On Sunday, British PM Boris Johnson will be announcing the UK government’s nudging plans for ending the country’s COVD-19 lockdown, and warned that recent media reports of easing restrictions was “not a reliable guide”. Scotland said that its lockdown will be extended and Northern Ireland said there was “no headroom” yet to ease the lockdown.
Despite the fact that the crisis had already peaked on April 8th – one full month ago, Downing Street is still insisting that lockdown measures cannot not be lifted ‘until changes can be safely made’. On Sunday, Johnson will unveil his ‘roadmap’ to exit lockdown, which appears to be designed to buy more time while the government figures out how to undo some of the damage done by the panic policy was initiated since March.
Former Governor of the Bank of England, Mervyn King, warned the government that there could be a “rebellion” if failing lockdown measures are not lifted soon.
The biggest problem now for the UK government is the fact that non-lockdown states like Sweden have already passed through the crisis without having to suspend rights and democracy and implode their economy and society. In other words, non-lockdown nations have achieved equal or better results than lockdown countries like the UK – without all of the unnecessary collateral damage.

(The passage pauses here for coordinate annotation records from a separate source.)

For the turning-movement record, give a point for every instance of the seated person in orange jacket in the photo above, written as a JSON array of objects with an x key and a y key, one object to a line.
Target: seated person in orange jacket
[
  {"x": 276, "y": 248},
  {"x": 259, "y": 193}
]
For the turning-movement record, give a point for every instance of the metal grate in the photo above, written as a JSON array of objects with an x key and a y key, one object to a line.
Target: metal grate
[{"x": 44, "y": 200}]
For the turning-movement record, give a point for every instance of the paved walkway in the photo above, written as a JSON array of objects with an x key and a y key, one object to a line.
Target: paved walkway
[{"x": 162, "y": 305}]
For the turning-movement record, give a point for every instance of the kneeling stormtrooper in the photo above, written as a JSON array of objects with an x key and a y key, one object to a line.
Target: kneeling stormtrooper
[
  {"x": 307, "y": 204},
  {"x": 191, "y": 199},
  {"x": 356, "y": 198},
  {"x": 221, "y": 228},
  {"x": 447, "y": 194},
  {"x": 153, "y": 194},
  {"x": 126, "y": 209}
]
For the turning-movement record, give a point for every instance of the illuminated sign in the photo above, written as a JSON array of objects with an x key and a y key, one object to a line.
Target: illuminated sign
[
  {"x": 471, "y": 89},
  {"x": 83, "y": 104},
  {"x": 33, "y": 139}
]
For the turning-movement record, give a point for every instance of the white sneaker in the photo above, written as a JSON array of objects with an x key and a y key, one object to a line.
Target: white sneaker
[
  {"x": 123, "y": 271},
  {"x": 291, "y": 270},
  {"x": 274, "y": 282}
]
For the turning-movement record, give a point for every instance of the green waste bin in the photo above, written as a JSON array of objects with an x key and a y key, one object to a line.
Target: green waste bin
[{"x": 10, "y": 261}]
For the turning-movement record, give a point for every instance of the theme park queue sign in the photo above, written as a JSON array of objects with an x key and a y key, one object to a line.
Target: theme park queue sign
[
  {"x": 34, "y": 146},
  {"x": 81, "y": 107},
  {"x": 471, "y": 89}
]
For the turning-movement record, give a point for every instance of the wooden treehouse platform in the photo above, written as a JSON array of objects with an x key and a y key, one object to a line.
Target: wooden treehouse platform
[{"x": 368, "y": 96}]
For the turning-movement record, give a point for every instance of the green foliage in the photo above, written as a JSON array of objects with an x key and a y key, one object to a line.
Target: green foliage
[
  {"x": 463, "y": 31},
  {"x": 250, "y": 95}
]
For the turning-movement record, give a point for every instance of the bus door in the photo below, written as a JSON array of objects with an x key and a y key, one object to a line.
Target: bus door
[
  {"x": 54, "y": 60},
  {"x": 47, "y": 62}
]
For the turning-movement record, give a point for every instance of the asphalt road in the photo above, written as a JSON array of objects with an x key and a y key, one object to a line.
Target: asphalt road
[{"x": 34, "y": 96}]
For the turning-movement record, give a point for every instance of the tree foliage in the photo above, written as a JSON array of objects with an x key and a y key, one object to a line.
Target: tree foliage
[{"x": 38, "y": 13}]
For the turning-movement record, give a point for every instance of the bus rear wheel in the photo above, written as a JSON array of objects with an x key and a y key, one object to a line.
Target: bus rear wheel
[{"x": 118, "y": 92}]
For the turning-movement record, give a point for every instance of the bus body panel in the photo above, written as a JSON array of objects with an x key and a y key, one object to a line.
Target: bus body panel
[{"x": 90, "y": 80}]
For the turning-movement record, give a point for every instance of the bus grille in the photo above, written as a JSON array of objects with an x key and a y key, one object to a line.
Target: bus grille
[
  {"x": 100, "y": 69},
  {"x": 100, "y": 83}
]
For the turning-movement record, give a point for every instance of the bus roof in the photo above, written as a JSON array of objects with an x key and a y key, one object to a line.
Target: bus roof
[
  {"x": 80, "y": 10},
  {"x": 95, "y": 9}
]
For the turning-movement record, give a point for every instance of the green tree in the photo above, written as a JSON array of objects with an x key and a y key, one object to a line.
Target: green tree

Can the government exit this debacle without losing face?
Jack Hardy reports….
The architect of Sweden’s coronavirus strategy has claimed the UK’s lockdown has been largely “futile” in containing the virus. Johan Giesecke, a state epidemiologist who advises the World Health Organisation, said the UK’s death toll suggested instating harsh social restrictions was not the best method of tackling the pandemic.
Sweden has so far refused to impose the type of lockdown seen in other European countries, keeping many schools, restaurants and businesses open.
The UK’s death toll is more than 10 times that of that in Sweden, where fewer than 3,000 people have been killed by Covid-19 to date.
Referring to the high coronavirus death toll across UK care homes, Prof Giesecke said: “A hard lockdown does not protect old and frail people living in care homes – a population the lockdown was designed to protect.
“Neither does it decrease mortality from Covid-19, which is evident when comparing the UK’s experience with that of other European countries.”
Britain’s lockdown strategy “only pushes the severe cases into the future” and has not prevented them, Prof Gieseck argued, adding: “There is very little we can do to prevent this spread. A lockdown might delay severe cases for a while but, once restrictions are eased, cases will reappear.”
He said most people infected with Covid-19 are healthy and young, and it is in this section of the population that the “real pandemic” is occurring.
Despite resisting strict lockdown measures, Sweden’s Public Health Institute estimated that the country’s ‘R’ number – the number of people each infected person passes the virus to – fell from 1.4 at the start of April to 0.85 at the end of the month.
Professor Giesecke has previously been critical of the pandemic modelling produced by the Imperial College London team led by Professor Neil Ferguson.
He suggested Prof Ferguson’s projected death tolls were too pessimistic and rejected suggestions that Sweden will see a mounting mortality rate, saying in a Swedish newspaper interview: “On the contrary, I think it will go down.”